Simulcasting arrived on the scene and almost immediately handle grew significantly across the board. Shortly thereafter, in-home wagering fostered more growth--inevitable cannibalization notwithstanding--aided by the burgeoning popularity of the Internet, the ideal tool for taking advantage of racing’s statistical orientation.

With states becoming more dependent on alternative forms of revenue raising, casinos became the new gambling reality. Native American gaming, with its huge tax advantages; a paradigm shift that turned the Sin City of Las Vegas into Disneyland for adults; Lottery expansion, and the exponential growth of cable television that helped kill the notion of night racing as choice entertainment, have all conspired to compel an industry to look at itself from the outside in.

Should it have embraced off-track betting instead of hoping it would fail? Should it have put itself on television to a greater degree? Should it have educated the populace, changed the betting paradigm, lowered the cost of wagering and gotten out in front of the drug explosion? Everyone knows the answers now.

But the enemy at the door is not coming from within this time, from its own ineffectual leadership, complacency and greed, standards which never seem to go out of style. Instead of being audacious, the notion of hope for the industry now had become pusillanimous in the extreme.

The consequences are that racing has come under attack from without. During the 1990s, ideology subtly began to replace reason in this country, becoming so much a part of the sociological fabric that political chickens had no choice but to come home to roost.

Resultantly, America is currently getting the dysfunctional government it deserves. If unchecked, don’t be surprised if America’s elected representatives destroy the entire racetrack community and its way of life.

In California, Native Americans are using their competitive advantage to influence state government, using their pocketed tax dollars to buy favorable legislation. But don’t blame them; they didn’t invent the system. Northern California is all but lost now. Santa Anita’s storied past, from Seabiscuit to Shoemaker, is in danger of becoming ancient history unless the track is put on sound economic footing again, if it’s not already too late.

In New York, where onerous tax rates have chased companies across its borders for decades, state government is a sad joke that has allowed eight-year-old enabling VLT legislation to lay dormant while all but a handful of horsemen fail to make a living commensurate with a 365/24/7 work schedule because political values always trump the best interests of the people.

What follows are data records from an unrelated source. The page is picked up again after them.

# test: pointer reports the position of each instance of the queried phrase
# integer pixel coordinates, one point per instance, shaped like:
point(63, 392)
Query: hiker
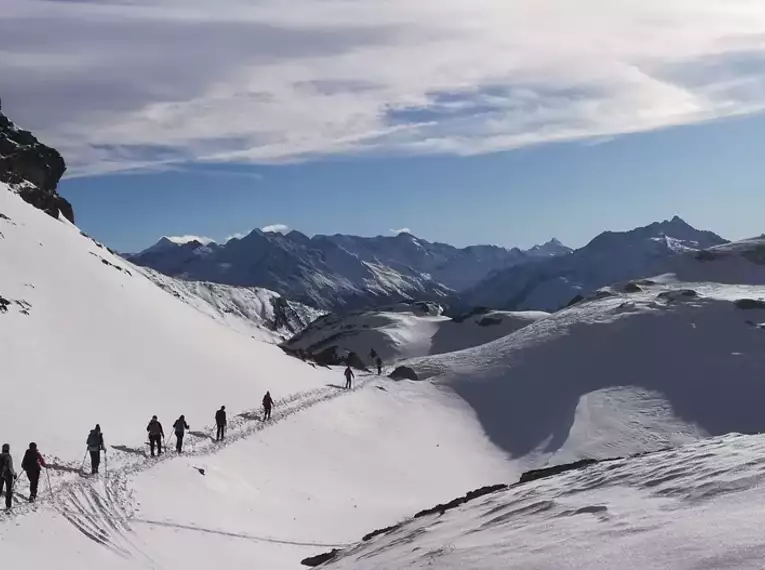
point(180, 426)
point(95, 443)
point(268, 402)
point(348, 378)
point(7, 475)
point(33, 463)
point(220, 421)
point(156, 435)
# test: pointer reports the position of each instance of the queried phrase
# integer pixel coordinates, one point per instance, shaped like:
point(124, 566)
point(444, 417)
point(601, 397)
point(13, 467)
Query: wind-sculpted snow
point(404, 331)
point(618, 374)
point(698, 506)
point(264, 314)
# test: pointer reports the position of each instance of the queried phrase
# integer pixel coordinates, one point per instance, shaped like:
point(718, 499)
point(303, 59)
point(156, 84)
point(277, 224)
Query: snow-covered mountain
point(263, 314)
point(696, 507)
point(402, 331)
point(638, 366)
point(337, 272)
point(87, 338)
point(610, 257)
point(32, 170)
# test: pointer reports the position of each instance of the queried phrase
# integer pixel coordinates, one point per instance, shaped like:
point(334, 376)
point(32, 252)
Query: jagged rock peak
point(32, 169)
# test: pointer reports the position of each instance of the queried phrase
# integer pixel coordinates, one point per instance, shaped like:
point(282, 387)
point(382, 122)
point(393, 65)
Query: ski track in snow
point(102, 507)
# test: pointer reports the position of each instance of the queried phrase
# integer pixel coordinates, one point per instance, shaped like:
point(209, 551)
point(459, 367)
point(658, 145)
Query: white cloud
point(275, 228)
point(139, 84)
point(238, 235)
point(189, 238)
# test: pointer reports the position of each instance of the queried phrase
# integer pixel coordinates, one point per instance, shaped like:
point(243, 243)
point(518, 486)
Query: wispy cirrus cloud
point(137, 84)
point(275, 228)
point(190, 238)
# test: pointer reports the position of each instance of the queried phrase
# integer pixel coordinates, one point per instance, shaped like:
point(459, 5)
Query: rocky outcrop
point(32, 169)
point(749, 304)
point(403, 373)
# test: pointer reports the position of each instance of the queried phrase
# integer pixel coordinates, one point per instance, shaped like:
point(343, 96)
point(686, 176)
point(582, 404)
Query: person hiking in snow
point(180, 426)
point(156, 435)
point(95, 443)
point(220, 421)
point(268, 403)
point(33, 463)
point(7, 475)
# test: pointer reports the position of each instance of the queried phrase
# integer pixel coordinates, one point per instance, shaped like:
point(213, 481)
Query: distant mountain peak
point(551, 248)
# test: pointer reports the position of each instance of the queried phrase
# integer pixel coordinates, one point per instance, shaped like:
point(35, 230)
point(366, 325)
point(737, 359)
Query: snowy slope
point(665, 364)
point(264, 314)
point(86, 338)
point(610, 257)
point(404, 331)
point(698, 507)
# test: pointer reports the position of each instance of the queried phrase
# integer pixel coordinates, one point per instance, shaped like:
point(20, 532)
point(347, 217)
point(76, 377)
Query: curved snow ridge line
point(242, 535)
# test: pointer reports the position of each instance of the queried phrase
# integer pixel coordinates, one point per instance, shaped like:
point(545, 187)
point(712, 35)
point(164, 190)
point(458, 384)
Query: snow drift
point(666, 363)
point(404, 331)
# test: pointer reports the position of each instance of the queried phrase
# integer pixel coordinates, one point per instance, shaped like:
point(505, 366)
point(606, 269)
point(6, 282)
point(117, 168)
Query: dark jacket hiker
point(33, 463)
point(180, 426)
point(268, 403)
point(156, 435)
point(220, 422)
point(95, 443)
point(348, 378)
point(7, 474)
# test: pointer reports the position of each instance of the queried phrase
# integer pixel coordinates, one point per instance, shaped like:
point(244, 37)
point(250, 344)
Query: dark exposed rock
point(473, 312)
point(403, 373)
point(379, 531)
point(32, 170)
point(471, 496)
point(575, 301)
point(319, 559)
point(706, 255)
point(678, 294)
point(748, 304)
point(535, 474)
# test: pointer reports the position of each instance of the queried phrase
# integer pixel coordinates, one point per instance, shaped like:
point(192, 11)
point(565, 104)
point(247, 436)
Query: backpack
point(94, 439)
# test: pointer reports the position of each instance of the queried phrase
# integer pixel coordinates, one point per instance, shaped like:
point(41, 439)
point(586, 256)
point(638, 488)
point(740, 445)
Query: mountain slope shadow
point(701, 356)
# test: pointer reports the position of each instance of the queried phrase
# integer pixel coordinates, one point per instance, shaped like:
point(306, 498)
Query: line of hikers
point(33, 461)
point(32, 465)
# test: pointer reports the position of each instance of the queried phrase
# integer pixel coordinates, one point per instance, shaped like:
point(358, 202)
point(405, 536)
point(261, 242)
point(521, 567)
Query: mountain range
point(339, 272)
point(610, 257)
point(344, 273)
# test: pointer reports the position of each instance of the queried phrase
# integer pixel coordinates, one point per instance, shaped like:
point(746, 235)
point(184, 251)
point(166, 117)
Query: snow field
point(698, 507)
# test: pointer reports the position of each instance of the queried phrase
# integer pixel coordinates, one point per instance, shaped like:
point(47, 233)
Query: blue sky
point(466, 121)
point(712, 175)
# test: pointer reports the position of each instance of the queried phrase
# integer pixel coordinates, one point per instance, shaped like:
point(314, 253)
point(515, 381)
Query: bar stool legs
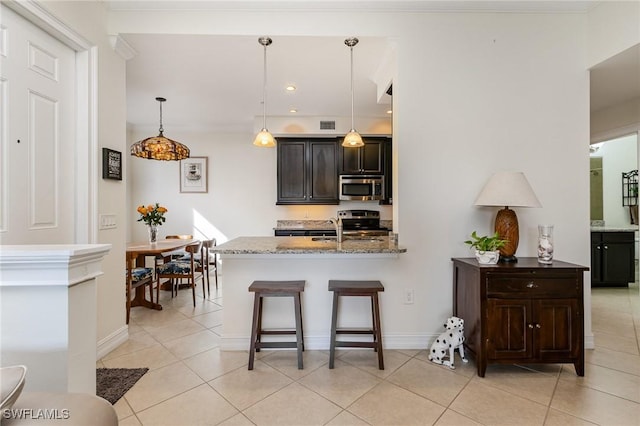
point(264, 289)
point(356, 288)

In Kentucky, the party of “no,” bereft of ideas, apparently prefers to allow it’s signature industry to the world to fade away rather than give its citizens what they want. Why? Because it’s what the other political party wants, and because they can. What could be more unconscionable than that? What could be more decadent than feigning morality, pandering to an extremist wing of its constituency?

What truly is outrageous is that the leader of the opposition is himself a person who goes gaming, taking his business to casinos in nearby states rather than throw his support behind his state’s largest industry; throwing it a lifeline that would cost nothing.

What Senate leader David Williams’ party proposes as an alternative to VLTs, ironic given the party’s brand identity, is legislation that would divert funds to purses via taxes: one on the state lottery, one on charitable gaming, and a third on out-of-state simulcasts of Kentucky races.

Apparently taxing church sponsored bingo games and such, and having horseplayers from other states make up for Kentucky’s shortfall were preferable alternatives; collecting pennies instead of dollars before seeing simulcast revenue eventually dry up when horseplayers figure out that the winners aren’t paying as much as they used to.

The thoughts of one independent thinker, David Trimble, an attorney from Georgetown, Ky., in his weekly News-Graphic column:

“The Kentucky State Senate under the leadership of Senate President David Williams seems to believe its role in Kentucky government is simply to say "No." Rather than coming up with viable and sensible alternatives, the Republican Senate serves as a roadblock to anything and everything proposed by the Democrats, good or bad, while exercising no realistic leadership toward fixing Kentucky's problems.

“Yet, just as in every wet-dry election, the opposition political action groups set up the false bogeyman of "family" concerns, which far too many of the populace buy into without ever questioning the facts. Shouldn't having adequate school buildings, education programs, and social services be "family" concerns, rather than inchoate fears that too many studies have proven false?”

Perhaps even more unacceptable was State Senator Damon Thayer (R-Scott County), a horse industry consultant and former Breeders’ Cup and Turfway Park executive, standing mute on the VLT issue, suggesting that the Senate’s tax measure was the better alternative. Apparently, political ambition knows no bounds, Thayer now a poster child for the government we deserve.